At 09:01 PM 10/23/00 +0100, Simon Cozens wrote:
>On Mon, Oct 23, 2000 at 03:37:02PM -0400, Dan Sugalski wrote:
> > Oh, without a doubt. I'd actually like to get things building such that
> the
> > four main modules--parser, bytecode compiler, optimizer, and execution
> > engine--are in separate shared libraries, and dynamically replaceable. (or
> > at least done with a quick relink)
>
>Yes, yes, yes, yes, yes, yes, yes, yes, yes. Incidentally, I think that's a
>good idea.
Really? You seem a little ambivalent.
The one thing that just occurred to me is that we're going to need to
support multiple interpreter targets simultaneously. Having the back-end
emit C source isn't going to get those BEGIN blocks very far. :(
> > (Or a C source module, or ties into the GEM
>
>The Atari ST to my right just perked up.

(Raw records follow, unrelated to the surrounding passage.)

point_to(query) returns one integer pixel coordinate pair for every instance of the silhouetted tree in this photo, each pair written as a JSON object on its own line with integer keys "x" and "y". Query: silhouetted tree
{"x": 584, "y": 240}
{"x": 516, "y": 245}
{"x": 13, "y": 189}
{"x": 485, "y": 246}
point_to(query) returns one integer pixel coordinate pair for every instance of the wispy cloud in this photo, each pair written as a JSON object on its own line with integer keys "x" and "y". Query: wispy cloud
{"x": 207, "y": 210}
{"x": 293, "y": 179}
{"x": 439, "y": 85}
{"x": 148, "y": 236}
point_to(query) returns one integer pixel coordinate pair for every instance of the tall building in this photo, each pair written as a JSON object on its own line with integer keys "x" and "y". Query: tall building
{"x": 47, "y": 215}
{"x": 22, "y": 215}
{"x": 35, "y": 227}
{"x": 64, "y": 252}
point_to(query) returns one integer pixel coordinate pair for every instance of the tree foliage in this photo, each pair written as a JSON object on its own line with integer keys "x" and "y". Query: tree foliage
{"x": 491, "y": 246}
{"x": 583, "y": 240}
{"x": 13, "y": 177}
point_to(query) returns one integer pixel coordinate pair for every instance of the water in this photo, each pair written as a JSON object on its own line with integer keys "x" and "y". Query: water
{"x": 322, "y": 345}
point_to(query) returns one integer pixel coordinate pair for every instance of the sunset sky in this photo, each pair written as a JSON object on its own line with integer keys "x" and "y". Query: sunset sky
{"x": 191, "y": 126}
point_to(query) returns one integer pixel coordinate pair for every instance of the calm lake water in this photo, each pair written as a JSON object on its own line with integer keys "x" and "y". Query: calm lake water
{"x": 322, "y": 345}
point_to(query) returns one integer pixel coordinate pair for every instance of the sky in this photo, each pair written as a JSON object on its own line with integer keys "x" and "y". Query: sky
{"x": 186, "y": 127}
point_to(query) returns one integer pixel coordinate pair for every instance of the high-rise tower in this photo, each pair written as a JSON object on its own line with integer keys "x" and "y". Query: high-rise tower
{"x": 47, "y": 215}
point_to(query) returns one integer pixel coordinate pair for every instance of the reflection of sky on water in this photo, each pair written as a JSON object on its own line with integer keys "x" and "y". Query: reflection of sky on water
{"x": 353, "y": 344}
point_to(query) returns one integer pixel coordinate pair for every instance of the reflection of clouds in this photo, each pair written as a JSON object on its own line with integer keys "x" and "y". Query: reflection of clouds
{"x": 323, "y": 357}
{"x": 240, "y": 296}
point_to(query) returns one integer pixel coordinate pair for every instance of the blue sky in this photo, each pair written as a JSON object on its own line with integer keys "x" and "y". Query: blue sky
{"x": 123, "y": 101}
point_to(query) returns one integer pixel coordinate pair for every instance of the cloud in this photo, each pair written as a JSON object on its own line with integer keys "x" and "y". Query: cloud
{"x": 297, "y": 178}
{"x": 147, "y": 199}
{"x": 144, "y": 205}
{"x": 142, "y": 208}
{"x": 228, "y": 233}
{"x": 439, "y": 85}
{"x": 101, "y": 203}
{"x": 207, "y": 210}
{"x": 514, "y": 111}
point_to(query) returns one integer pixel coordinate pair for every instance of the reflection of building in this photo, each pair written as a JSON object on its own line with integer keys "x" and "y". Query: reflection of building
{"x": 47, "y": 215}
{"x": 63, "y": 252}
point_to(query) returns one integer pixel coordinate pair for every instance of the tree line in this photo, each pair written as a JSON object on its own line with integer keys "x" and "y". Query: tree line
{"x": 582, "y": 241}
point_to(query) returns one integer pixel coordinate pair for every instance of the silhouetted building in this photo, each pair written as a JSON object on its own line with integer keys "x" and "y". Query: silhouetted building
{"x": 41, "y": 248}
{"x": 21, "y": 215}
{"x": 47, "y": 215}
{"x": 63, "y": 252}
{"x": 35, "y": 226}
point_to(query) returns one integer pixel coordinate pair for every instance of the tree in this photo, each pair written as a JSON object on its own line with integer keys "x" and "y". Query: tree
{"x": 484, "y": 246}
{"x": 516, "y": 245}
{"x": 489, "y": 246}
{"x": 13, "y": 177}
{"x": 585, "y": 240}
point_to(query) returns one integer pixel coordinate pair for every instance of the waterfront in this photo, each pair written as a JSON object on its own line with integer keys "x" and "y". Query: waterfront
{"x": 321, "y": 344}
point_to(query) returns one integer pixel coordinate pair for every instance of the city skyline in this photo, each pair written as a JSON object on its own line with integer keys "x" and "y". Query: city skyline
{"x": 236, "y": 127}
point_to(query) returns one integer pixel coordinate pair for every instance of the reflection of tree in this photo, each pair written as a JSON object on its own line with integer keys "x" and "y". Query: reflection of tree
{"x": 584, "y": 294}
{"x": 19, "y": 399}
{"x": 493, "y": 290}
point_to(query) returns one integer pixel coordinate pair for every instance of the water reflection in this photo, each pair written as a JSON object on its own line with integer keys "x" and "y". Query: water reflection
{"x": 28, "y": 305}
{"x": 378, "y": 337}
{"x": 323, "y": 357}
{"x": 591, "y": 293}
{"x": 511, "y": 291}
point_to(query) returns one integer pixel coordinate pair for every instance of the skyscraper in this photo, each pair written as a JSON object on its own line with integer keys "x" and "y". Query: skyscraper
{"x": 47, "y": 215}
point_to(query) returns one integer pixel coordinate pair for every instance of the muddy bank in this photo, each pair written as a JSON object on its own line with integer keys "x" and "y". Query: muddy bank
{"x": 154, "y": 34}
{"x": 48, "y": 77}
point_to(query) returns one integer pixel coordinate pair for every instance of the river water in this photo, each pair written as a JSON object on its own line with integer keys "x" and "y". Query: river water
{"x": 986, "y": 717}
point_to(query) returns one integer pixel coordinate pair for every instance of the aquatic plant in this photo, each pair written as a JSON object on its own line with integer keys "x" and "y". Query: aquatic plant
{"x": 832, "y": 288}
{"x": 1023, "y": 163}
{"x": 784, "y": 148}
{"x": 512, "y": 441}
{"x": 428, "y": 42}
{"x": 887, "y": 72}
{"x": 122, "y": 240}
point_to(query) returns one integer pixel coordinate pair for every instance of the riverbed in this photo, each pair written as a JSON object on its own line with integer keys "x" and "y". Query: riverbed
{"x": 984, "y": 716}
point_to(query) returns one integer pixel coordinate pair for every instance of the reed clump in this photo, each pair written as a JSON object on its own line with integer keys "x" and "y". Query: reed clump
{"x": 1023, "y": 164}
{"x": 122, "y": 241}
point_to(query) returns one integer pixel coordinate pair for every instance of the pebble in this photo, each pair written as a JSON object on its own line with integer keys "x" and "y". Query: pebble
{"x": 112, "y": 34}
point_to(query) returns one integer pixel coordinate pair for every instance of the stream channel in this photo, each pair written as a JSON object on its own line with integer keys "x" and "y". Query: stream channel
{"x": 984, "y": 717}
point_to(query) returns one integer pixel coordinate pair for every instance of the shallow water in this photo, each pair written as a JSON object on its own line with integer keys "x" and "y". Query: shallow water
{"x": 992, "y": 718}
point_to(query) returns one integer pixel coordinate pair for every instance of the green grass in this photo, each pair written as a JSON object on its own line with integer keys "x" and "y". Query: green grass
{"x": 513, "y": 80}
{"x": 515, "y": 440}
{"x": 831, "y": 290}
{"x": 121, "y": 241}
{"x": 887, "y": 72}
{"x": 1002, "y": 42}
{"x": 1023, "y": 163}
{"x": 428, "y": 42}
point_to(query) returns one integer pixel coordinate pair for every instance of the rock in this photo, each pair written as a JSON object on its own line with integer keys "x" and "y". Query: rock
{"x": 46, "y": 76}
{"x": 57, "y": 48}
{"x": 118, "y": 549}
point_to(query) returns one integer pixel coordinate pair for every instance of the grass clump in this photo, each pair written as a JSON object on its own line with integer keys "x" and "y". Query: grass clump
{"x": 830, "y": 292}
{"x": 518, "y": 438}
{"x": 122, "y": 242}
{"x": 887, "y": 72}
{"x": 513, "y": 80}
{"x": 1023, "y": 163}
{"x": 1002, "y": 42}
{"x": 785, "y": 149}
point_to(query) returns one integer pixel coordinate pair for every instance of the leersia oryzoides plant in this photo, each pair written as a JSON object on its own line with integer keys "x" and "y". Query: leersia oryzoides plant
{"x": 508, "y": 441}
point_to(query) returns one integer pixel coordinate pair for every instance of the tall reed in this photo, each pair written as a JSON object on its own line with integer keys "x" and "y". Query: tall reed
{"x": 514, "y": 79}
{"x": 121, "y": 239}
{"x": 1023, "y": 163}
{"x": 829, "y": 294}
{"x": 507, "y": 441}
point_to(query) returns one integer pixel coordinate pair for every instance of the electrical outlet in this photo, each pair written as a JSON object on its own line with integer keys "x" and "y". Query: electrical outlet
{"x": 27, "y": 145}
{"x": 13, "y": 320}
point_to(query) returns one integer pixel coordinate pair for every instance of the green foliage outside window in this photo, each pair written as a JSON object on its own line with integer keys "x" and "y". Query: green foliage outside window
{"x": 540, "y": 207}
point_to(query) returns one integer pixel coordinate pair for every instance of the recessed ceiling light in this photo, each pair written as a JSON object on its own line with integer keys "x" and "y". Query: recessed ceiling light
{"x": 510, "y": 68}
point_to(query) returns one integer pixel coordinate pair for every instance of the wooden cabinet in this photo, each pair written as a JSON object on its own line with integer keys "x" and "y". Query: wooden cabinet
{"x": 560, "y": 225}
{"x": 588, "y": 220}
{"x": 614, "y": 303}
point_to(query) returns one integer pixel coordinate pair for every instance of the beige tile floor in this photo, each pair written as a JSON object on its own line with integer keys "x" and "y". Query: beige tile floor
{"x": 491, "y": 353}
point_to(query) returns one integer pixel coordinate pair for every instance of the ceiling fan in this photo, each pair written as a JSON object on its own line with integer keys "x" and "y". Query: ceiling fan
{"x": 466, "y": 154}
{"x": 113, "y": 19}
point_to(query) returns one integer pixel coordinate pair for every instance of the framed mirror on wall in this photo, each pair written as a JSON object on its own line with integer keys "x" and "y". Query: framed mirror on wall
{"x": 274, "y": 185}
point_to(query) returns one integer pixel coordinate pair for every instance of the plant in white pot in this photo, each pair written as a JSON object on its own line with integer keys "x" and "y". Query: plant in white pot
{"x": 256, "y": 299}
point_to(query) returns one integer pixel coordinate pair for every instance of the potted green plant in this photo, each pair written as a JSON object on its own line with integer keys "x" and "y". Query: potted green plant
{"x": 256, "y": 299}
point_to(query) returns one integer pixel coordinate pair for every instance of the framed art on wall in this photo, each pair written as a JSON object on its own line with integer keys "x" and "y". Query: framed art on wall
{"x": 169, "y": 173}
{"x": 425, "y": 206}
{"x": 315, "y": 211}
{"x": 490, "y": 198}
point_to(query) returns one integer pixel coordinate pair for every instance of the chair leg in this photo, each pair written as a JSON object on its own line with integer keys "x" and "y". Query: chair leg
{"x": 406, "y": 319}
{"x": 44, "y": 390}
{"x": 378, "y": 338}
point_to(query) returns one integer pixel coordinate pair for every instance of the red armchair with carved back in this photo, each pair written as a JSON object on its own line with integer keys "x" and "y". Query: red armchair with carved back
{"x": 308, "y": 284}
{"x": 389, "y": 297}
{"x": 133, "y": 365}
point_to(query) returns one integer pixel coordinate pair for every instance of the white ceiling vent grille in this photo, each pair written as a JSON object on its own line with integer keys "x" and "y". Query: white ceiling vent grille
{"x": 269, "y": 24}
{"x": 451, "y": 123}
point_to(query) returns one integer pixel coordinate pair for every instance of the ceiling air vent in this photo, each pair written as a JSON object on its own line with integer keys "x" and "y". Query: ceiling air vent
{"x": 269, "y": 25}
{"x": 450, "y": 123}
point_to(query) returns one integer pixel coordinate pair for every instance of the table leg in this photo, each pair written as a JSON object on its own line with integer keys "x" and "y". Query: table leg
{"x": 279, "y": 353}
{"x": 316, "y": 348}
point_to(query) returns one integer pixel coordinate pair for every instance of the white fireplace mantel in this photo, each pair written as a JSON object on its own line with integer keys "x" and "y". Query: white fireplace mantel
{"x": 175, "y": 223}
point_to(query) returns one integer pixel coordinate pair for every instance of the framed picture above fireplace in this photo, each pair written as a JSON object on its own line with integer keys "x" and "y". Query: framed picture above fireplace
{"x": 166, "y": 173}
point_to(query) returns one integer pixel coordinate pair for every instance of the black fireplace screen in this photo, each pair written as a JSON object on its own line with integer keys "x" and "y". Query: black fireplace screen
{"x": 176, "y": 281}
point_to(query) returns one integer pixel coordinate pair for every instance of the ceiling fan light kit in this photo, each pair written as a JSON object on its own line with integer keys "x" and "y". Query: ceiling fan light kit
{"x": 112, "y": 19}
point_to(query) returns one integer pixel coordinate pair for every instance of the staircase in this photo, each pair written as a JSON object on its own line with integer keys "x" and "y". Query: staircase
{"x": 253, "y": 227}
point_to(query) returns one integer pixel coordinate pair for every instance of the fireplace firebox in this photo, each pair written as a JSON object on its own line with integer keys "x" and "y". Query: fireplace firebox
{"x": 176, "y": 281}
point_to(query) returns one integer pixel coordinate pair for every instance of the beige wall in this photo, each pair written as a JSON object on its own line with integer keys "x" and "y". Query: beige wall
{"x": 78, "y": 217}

:) I expect the one I dropped off at the Salvation Army probably did too.
In this case GEM is DEC's compiler back-end for their alpha machines. It's
a sweet little optimizing back end.
> > What's this piece do that B::C or B::CC don't do? I'm confused here.
>
>It doesn't embed an interpreter. It outputs "native" C.
Yerk. That must make string evals rather fun.
Runtime string eval, do, and require are a serious pain in the butt.
They're the one set of things that'll force a real interpreter into a program.